The second best performance in my analysis came from commercial real estate as measured by a global Reit index. The property generated a total return of 35pc last year which would have seemed inconceivable as vaccines were just starting to roll out, we were entering what ended up being a three and a half month lockdown and with prices of real estate already at a historically high level based on their rental yields.
The property looks like a “Tina” investment today. In a low interest rate environment, in which bonds offer risk with no return, maybe “There is no alternative”.
At the other end of the performance chart, Japan and China surprised in different ways. It would have been reasonable to assume that Japan would benefit from a revival of the global economy. It is a cyclical market that generally thrives when activity picks up around the world.

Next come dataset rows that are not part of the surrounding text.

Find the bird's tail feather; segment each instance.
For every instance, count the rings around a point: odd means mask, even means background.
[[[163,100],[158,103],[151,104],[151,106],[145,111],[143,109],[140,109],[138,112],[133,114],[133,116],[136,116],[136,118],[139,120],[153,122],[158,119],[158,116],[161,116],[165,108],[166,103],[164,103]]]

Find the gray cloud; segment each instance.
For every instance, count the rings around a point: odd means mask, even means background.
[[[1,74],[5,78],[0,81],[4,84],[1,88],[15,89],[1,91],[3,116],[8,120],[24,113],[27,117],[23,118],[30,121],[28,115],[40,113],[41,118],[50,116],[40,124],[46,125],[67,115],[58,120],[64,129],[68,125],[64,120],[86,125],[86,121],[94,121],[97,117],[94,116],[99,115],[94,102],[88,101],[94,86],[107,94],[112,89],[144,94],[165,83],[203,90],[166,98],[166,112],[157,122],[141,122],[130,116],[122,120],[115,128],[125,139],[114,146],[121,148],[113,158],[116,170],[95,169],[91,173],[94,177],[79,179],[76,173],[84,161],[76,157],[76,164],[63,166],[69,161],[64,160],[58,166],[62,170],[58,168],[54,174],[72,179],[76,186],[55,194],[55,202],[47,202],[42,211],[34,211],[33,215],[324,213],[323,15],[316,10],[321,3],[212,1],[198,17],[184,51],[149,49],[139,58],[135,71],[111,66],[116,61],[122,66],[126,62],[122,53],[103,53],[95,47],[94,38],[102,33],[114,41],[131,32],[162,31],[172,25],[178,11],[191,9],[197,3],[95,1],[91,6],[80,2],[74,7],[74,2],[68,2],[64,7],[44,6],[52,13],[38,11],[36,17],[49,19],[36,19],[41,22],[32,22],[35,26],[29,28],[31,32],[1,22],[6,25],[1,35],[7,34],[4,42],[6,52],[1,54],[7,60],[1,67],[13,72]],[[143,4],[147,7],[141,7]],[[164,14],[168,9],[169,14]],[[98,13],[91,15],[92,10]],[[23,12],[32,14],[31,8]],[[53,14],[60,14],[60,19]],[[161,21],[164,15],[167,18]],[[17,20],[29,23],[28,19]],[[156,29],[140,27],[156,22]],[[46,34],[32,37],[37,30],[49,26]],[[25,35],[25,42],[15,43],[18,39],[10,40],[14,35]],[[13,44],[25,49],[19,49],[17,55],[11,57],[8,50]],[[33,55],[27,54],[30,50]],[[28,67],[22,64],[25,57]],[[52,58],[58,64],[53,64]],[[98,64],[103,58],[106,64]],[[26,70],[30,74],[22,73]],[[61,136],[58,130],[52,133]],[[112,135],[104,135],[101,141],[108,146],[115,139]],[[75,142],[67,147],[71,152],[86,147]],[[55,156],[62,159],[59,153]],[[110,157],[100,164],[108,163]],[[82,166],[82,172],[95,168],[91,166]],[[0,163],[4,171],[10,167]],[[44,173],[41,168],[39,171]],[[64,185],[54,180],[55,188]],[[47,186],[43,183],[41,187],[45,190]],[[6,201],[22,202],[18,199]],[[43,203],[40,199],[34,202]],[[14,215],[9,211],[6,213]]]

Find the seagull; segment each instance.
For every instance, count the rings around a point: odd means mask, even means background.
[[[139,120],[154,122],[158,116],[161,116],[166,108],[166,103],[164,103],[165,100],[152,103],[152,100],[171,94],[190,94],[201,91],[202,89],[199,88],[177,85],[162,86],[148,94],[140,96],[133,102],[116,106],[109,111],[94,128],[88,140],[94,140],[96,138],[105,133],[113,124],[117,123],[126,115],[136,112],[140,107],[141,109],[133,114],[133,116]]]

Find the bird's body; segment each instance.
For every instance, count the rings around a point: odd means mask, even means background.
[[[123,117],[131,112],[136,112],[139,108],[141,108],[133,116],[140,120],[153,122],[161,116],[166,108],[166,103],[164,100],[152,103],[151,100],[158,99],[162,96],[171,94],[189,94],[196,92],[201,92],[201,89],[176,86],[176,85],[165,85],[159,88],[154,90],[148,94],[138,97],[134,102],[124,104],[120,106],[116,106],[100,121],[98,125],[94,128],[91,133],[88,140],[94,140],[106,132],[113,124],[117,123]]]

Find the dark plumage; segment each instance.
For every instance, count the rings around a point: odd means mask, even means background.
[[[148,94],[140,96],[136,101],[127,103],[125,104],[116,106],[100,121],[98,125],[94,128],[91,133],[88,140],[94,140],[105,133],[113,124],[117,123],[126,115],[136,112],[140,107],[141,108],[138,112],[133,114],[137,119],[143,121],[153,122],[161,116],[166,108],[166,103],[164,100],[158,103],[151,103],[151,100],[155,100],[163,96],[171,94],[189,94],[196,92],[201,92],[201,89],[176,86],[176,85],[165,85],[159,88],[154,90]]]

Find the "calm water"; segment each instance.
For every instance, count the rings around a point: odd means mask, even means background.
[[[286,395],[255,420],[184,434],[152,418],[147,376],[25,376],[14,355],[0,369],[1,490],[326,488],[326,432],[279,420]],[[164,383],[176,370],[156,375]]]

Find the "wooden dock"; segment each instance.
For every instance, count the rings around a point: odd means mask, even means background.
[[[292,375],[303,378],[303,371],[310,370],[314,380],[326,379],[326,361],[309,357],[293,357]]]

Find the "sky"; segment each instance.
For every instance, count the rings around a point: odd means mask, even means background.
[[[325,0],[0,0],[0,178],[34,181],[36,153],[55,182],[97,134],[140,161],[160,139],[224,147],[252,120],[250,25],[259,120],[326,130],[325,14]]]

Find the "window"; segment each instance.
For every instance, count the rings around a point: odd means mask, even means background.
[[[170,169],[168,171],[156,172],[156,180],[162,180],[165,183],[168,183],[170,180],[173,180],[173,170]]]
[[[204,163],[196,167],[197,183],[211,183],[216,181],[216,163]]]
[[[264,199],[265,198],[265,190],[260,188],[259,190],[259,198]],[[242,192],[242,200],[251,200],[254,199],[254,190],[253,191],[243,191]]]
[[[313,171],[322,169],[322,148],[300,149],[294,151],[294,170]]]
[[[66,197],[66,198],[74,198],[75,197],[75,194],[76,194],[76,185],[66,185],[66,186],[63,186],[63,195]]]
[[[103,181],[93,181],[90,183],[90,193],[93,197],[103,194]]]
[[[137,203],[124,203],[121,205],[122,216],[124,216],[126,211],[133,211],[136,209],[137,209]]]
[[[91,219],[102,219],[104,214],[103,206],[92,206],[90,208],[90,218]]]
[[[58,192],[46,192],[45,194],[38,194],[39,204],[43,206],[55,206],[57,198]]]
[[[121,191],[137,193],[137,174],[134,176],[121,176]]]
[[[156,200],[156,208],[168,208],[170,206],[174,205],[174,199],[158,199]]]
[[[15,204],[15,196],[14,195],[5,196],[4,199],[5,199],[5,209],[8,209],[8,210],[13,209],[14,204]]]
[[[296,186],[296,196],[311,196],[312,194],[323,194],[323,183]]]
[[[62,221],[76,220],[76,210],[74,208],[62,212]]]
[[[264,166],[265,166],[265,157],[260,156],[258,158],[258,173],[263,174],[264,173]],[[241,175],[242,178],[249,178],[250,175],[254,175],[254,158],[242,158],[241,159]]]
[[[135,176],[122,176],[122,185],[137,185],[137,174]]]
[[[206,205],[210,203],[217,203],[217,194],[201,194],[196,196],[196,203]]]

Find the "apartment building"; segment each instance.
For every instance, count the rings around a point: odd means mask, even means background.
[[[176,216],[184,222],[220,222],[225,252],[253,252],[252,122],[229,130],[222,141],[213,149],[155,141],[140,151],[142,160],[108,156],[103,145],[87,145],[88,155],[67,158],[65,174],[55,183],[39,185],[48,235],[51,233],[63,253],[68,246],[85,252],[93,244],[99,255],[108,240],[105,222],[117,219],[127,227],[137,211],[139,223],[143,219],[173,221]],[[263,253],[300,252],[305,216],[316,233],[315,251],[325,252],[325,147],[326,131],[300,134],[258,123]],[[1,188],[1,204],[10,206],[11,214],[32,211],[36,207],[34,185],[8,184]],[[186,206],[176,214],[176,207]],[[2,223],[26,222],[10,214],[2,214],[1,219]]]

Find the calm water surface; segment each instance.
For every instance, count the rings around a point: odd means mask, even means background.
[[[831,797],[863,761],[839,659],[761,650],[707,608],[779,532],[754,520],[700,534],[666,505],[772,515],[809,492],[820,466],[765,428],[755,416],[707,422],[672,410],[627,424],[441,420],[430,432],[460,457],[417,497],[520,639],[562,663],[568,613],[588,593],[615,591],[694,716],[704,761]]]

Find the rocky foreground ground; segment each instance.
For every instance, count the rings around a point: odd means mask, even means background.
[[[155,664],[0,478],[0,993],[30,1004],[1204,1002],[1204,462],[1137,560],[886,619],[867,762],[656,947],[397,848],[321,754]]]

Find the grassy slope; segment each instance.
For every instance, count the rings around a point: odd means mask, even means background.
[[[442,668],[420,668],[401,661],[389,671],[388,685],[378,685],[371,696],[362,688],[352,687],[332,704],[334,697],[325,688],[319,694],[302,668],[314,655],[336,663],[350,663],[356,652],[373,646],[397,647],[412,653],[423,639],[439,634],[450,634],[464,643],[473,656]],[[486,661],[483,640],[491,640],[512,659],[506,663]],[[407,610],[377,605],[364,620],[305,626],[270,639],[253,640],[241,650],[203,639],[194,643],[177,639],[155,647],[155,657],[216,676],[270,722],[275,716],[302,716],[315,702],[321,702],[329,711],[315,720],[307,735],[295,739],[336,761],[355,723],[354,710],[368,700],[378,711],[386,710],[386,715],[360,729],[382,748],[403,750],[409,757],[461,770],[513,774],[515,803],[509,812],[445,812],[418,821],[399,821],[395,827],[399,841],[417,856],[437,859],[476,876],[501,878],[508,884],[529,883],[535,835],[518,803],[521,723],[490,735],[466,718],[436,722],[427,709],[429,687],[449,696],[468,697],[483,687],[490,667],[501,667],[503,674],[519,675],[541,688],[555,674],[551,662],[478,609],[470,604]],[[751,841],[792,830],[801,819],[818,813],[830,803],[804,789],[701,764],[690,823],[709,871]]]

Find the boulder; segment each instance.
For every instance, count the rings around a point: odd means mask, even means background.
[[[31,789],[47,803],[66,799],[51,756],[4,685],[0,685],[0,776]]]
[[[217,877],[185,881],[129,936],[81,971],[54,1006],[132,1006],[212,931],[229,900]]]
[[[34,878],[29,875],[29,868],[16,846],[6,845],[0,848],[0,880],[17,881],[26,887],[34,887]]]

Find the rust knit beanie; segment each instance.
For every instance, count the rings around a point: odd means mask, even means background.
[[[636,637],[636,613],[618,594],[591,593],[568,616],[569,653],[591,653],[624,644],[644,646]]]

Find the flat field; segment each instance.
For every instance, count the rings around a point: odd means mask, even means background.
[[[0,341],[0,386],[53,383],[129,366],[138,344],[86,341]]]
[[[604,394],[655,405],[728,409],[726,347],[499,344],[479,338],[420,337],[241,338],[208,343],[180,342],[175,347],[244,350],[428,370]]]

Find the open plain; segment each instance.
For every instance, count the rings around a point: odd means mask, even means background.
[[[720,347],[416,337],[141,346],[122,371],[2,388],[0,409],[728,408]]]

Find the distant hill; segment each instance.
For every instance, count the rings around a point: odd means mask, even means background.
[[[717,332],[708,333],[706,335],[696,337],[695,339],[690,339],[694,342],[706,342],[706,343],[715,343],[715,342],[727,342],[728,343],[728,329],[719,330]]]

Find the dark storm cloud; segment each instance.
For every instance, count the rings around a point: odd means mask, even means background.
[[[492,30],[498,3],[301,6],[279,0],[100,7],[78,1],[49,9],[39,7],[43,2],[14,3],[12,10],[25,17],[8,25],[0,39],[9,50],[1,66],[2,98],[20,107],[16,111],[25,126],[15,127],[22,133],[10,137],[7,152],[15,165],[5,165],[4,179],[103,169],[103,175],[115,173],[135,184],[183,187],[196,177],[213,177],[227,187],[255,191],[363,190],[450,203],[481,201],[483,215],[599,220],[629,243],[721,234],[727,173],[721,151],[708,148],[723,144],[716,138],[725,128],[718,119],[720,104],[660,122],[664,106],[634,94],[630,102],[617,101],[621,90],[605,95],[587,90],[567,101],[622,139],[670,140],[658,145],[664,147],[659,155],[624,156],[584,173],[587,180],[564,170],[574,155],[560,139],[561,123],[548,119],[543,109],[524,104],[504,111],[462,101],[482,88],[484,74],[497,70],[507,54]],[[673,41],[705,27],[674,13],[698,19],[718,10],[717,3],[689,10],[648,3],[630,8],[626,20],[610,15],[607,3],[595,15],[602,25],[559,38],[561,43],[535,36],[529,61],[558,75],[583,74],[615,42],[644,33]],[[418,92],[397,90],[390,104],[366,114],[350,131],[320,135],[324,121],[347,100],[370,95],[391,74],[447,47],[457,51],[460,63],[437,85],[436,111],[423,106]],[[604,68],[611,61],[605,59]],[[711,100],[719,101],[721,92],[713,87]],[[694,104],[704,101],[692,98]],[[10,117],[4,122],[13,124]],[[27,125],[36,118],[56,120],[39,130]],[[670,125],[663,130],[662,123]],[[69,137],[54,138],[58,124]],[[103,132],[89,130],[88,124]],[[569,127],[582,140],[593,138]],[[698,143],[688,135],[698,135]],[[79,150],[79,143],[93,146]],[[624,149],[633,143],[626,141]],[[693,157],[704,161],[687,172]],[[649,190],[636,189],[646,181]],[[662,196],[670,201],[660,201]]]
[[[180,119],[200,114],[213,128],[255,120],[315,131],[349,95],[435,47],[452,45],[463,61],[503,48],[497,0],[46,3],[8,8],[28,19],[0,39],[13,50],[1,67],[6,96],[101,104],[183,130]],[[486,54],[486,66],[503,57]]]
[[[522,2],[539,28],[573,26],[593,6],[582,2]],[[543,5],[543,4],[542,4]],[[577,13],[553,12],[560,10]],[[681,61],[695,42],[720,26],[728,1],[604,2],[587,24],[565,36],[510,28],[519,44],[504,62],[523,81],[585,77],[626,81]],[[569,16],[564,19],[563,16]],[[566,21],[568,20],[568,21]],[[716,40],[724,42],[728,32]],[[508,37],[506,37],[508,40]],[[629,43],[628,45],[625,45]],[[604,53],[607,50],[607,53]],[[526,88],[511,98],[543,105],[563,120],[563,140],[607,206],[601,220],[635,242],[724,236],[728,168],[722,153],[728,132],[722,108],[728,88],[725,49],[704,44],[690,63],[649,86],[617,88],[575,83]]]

But his botched Covid response and political uncertainty left him near the back of the stock market. A year ago, China’s case focused on being the first to enter and the first to exit the pandemic, but it shot itself in the foot on three fronts: trying to eliminate rather than living with Covid; pursue social engineering at the expense of economic growth; and looking away from the property as evidenced by the Evergrande fiasco.
The last dog that didn’t bark last year was gold. The precious metal has always been a safe haven in times of uncertainty and especially when inflation begins to rise. In an environment of negative real interest rates, one would have expected gold to shine in 2021 but it has lost its luster in favor of other commodities and in particular Bitcoin.
Thus, 2021 has been a year of divergent and ultimately unpredictable investment results. The only certainty last year was uncertainty. And that should give a fair warning to those of us who dare to make predictions about the next 12 months this time of year. Be humble. To diversify. Prepare for the worst and hope for the best.
Tom Stevenson is Director of Investments at Fidelity International. The views are his. He tweets to @ tomstevenson63.